# Spigarelli Revolution Riser?



## Devinocd (May 7, 2014)

Can anyone tell me a little bit abojt these risers? They look very different that a standard one. I find them interesting and like the look. Whats the theory behind this texhnology?











Sent from my iPhone using Tapatalk


----------



## Coykoi (Jan 2, 2018)

I can tell you that I really like mine. I use it for Olympic recurve. I shoot league indoor 20 yards(18 meters). I think for indoor and barebow it is fine. The only complaint that I have is that when I shoot over 46 pounds it creeks a little, I know of other people who shoot over 50lbs and don’t seem to have a problem.( It could all just be in my head) So I will use my gillo G1 for outdoor.
I tend to shoot a few points higher with the spigarelli revolution. But I think that has more to do with that I am more comfortable shooting it. Probably because I shoot it more. 
I think one can shoot a good score with it. For NFAA 20 yards I shoot between a 288 and 295 out of 300. The bow can out shoot me. 
Another thought that I have on this bow is that it is just a giant leaf spring.


----------



## Devinocd (May 7, 2014)

Coykoi said:


> I can tell you that I really like mine. I use it for Olympic recurve. I shoot league indoor 20 yards(18 meters). I think for indoor and barebow it is fine. The only complaint that I have is that when I shoot over 46 pounds it creeks a little, I know of other people who shoot over 50lbs and don’t seem to have a problem.( It could all just be in my head) So I will use my gillo G1 for outdoor.
> I tend to shoot a few points higher with the spigarelli revolution. But I think that has more to do with that I am more comfortable shooting it. Probably because I shoot it more.
> I think one can shoot a good score with it. For NFAA 20 yards I shoot between a 288 and 295 out of 300. The bow can out shoot me.
> Another thought that I have on this bow is that it is just a giant leaf spring.

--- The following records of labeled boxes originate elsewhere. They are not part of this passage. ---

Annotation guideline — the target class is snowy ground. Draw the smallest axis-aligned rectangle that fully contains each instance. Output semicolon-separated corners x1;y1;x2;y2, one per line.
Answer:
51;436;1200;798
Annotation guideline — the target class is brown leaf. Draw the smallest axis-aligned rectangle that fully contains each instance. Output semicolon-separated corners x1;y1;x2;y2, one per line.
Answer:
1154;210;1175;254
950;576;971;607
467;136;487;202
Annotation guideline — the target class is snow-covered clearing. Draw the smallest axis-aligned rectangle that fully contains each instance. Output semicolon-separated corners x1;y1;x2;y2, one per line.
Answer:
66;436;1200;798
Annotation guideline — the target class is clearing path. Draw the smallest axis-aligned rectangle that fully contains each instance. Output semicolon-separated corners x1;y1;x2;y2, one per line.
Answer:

Hey thanks so much for the reply! 
Ive read somewhere that they bent or something on higher pounds but i wont be shooting over 45# anyways. 
Im unfamiliar with a leaf spring but ive heard that this riser does something different than others in terms of how it shoots.
Is it possible to use a rest other than the one supplied? I dont see a berger hole. 
I love the look. I tend to like things that are different lol.


Sent from my iPhone using Tapatalk


----------



## Charles A Smith (Dec 9, 2014)

It’s an incredible piece of minimalist Italian art. And mine is very quiet. The rest is a special adaptation of the Spigarelli ZT that bolts on with two small bolts and has the hole for the Berger button through it.


----------



## Coykoi (Jan 2, 2018)

https://cdn.shopify.com/s/files/1/1...db-84e6-65aee8d6504e_480x480.jpg?v=1518050410
That is a leaf spring. 
And yes there is a place for the button. The rest is really good that comes with it.


----------



## Devinocd (May 7, 2014)

Coykoi said:


> https://cdn.shopify.com/s/files/1/1...db-84e6-65aee8d6504e_480x480.jpg?v=1518050410
> That is a leaf spring.
> And yes there is a place for the button. The rest is really good that comes with it.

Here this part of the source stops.